GEsoftwhite100watts   [Mar 26, 2015 at 02:52 AM]
An incandescent crescent moon?! WHAT? Neat! When's that happening? And are you gonna stick a giant CFL in there? Laughing (Or in all seriousness remote ballast it as 175w MV/MH?) Laughing
streetlight98   [Mar 26, 2015 at 10:24 AM]
Yep I think I'm getting it with the M-250A2 FCO (whenever that may be). Nope its gonna stay incandescent. I'll probably buy a few 200W incandescents from lowes or maybe 150W and keep them as spares (except for the one I end up using). No CFLs or HID for this light. Very Happy
GEsoftwhite100watts   [Mar 26, 2015 at 03:04 PM]
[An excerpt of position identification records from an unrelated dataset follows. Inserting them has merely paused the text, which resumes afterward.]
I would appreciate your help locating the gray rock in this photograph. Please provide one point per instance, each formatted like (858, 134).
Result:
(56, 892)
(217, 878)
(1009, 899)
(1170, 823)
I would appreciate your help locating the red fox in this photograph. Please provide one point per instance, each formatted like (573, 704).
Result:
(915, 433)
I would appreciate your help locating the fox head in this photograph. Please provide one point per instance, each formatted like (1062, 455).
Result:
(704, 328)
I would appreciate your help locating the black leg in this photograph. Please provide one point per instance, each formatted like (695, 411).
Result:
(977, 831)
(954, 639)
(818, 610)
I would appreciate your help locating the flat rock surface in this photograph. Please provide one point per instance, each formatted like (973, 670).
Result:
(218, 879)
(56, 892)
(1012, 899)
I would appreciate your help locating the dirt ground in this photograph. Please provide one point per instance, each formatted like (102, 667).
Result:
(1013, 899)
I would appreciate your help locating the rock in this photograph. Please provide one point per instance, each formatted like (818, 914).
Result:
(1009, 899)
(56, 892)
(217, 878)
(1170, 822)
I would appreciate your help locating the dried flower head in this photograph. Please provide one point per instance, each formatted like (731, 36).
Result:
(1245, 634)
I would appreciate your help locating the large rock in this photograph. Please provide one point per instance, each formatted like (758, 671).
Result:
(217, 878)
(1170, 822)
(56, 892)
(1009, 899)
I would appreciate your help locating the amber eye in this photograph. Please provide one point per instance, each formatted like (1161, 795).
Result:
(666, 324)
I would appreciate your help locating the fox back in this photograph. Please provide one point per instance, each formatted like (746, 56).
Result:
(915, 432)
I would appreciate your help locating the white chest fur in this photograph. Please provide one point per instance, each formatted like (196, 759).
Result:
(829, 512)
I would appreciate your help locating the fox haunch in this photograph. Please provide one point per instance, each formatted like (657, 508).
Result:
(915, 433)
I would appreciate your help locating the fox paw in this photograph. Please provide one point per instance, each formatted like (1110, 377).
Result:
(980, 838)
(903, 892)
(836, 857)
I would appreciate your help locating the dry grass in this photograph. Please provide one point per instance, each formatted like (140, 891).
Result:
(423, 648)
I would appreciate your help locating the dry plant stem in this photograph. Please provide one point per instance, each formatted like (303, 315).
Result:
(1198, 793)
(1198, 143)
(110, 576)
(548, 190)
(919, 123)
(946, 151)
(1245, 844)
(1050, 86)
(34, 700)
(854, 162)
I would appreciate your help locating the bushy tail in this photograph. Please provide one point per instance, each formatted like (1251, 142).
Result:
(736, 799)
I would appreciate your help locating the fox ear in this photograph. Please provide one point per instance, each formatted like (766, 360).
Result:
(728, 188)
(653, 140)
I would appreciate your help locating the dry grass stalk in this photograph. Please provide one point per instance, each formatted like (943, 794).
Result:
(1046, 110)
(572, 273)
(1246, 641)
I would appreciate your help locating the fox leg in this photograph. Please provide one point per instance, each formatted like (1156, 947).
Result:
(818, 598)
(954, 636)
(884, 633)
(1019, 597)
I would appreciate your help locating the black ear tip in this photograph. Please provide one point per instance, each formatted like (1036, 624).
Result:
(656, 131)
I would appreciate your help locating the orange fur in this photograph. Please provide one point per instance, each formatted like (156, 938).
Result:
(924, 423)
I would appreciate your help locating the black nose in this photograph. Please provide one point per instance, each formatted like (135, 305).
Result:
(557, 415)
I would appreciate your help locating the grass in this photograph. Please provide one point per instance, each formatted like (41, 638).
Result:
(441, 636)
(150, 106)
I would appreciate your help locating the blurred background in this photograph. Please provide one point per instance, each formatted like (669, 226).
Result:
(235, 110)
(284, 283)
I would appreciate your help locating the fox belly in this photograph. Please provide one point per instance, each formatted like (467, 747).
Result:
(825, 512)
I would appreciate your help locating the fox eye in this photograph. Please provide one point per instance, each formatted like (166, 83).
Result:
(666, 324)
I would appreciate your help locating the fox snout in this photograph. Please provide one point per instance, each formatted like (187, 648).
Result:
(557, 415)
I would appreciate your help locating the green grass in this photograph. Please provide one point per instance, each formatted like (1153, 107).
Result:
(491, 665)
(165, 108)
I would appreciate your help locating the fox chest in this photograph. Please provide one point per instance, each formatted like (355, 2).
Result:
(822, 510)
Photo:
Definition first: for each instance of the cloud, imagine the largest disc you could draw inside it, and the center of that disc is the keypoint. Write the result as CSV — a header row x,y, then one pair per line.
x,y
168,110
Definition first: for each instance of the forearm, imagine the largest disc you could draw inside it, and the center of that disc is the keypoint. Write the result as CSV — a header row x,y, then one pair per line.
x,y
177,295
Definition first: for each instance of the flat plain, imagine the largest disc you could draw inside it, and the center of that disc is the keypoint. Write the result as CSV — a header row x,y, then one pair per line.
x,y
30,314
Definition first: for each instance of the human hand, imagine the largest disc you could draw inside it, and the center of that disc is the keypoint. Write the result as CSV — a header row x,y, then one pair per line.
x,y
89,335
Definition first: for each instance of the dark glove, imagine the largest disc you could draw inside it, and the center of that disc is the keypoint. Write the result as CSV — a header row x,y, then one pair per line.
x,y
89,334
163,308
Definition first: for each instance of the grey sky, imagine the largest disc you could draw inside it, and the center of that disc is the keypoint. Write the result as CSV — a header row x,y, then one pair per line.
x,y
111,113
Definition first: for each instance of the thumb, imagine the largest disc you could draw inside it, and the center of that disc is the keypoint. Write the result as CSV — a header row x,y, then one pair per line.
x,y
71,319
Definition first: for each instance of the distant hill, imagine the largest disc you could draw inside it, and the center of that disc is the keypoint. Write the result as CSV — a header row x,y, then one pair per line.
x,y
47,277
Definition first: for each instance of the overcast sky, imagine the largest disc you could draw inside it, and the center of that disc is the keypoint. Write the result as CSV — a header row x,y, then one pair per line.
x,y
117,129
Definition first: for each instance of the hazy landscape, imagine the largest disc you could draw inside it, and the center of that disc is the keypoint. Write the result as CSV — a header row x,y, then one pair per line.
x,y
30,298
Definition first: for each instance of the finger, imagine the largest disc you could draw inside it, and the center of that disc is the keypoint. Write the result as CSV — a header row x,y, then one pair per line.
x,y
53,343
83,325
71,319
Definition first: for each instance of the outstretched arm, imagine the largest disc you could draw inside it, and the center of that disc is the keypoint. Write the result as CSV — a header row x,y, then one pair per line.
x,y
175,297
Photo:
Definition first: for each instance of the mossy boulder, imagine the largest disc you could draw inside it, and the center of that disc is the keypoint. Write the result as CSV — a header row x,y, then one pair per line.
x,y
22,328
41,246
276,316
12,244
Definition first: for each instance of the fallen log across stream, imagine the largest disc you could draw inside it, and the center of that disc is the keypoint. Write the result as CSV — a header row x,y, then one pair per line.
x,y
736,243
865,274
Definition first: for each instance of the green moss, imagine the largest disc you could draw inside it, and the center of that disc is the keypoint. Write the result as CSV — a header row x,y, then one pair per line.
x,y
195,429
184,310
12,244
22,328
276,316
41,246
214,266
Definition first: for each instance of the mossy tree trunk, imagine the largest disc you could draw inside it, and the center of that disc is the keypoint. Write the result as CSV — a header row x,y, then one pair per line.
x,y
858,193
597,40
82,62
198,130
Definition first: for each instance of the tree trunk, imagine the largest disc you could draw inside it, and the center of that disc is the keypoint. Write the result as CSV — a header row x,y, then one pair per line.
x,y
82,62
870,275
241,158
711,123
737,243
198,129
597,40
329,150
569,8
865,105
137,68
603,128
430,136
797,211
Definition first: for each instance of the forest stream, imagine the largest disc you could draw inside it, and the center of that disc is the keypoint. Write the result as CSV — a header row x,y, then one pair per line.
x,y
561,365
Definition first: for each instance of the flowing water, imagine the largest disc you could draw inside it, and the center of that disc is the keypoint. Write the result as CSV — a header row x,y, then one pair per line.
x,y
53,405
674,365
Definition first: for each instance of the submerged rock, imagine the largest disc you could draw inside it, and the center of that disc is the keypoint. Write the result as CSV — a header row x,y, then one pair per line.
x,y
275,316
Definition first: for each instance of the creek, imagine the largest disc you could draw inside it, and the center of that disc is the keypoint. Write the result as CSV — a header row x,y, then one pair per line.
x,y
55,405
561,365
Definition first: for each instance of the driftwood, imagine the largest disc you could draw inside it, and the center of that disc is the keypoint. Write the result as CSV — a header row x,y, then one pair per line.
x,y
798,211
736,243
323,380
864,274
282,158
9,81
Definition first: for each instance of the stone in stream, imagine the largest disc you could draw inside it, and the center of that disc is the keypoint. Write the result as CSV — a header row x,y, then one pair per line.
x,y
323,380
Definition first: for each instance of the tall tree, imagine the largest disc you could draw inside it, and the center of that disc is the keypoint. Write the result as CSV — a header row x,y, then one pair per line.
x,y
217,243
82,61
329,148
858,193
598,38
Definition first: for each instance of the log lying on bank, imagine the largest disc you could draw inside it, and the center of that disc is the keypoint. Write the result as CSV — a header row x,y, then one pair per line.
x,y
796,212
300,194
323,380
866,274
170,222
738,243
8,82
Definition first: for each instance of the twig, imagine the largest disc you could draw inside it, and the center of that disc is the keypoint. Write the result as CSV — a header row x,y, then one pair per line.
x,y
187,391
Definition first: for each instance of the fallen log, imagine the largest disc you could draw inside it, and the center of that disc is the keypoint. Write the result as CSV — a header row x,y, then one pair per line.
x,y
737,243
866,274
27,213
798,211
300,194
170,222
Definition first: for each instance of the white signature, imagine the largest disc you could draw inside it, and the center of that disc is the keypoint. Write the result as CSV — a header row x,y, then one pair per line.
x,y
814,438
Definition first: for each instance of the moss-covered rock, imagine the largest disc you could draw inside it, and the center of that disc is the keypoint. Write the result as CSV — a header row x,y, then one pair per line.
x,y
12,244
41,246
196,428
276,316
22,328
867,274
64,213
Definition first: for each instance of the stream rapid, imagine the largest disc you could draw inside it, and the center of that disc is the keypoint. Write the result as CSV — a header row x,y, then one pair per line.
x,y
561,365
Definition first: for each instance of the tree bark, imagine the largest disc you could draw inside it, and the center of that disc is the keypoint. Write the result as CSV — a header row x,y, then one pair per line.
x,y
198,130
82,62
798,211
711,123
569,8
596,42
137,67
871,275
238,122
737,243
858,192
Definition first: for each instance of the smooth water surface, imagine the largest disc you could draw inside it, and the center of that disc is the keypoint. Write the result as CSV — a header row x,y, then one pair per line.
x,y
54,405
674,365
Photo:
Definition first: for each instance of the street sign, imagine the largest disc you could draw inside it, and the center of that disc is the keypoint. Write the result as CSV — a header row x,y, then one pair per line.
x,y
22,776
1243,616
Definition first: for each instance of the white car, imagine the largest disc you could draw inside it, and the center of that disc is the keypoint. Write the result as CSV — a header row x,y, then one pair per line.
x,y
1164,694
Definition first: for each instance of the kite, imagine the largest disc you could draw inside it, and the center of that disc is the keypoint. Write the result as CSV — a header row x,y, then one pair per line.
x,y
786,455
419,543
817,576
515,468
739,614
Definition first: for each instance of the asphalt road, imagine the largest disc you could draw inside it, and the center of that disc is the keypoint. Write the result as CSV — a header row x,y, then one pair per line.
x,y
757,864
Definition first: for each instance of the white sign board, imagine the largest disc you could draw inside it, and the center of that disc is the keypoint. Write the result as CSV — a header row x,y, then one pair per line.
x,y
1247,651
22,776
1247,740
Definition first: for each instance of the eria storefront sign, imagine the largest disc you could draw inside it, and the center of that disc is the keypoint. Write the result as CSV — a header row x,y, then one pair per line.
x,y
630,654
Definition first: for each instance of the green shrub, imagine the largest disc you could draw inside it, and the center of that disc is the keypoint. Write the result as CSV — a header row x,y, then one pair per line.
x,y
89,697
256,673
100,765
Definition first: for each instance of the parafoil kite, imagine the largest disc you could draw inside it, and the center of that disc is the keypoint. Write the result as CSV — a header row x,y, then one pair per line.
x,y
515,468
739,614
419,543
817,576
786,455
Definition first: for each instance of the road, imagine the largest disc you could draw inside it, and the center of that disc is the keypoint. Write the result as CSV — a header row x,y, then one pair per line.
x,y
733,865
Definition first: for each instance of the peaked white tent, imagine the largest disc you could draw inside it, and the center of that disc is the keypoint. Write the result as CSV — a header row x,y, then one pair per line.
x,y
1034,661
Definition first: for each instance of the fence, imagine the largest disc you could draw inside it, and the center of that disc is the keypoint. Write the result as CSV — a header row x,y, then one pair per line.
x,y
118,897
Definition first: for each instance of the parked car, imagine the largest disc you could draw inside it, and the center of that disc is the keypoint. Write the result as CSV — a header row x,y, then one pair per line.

Nice! I'd assume mogul base lamps right? I like high-wattage (clear) incandescents and how they "look" but have none; I'm a CFL/linear fluorescent guy! It's just as well, they'd take too much power anyway in my situation.
streetlight98   [Mar 26, 2015 at 11:11 PM]
Medium base, I'm like 95% sure... They don't make 150W or 200W mogul base incandescents (they used to make 200W ones in mogul but they're not made anymore and are semi-rare. I have two 200W GE mogul base incandescents though; they're my only mogul base incandescents).
GEsoftwhite100watts   [Apr 03, 2015 at 06:09 PM]
I had no idea you had any high-wattage incandescent lamps! Granted I have tons of lamps I've never posted or mentioned on here either.
streetlight98   [Apr 03, 2015 at 07:21 PM]
Yep I have two vintage 200W mogul base GE incandescents and one newish Sylvania medium base 300W from Lowe's. Oh BTW, I'm not getting the crescent moon anymore. It was sold so instead I'm getting a second cobrahead: A mid-80s 70W HPS M-250R2 FCO. Very Happy It will look like this, with nicely worn paint.
streetlight98   [Apr 04, 2015 at 08:06 PM]
EDIT: OK, well this won't work since apparently there are no studs above the overlap of T-111, so I will have to make a mount by running a length of EMT down the wall on the outside. Details in newly-uploaded pics.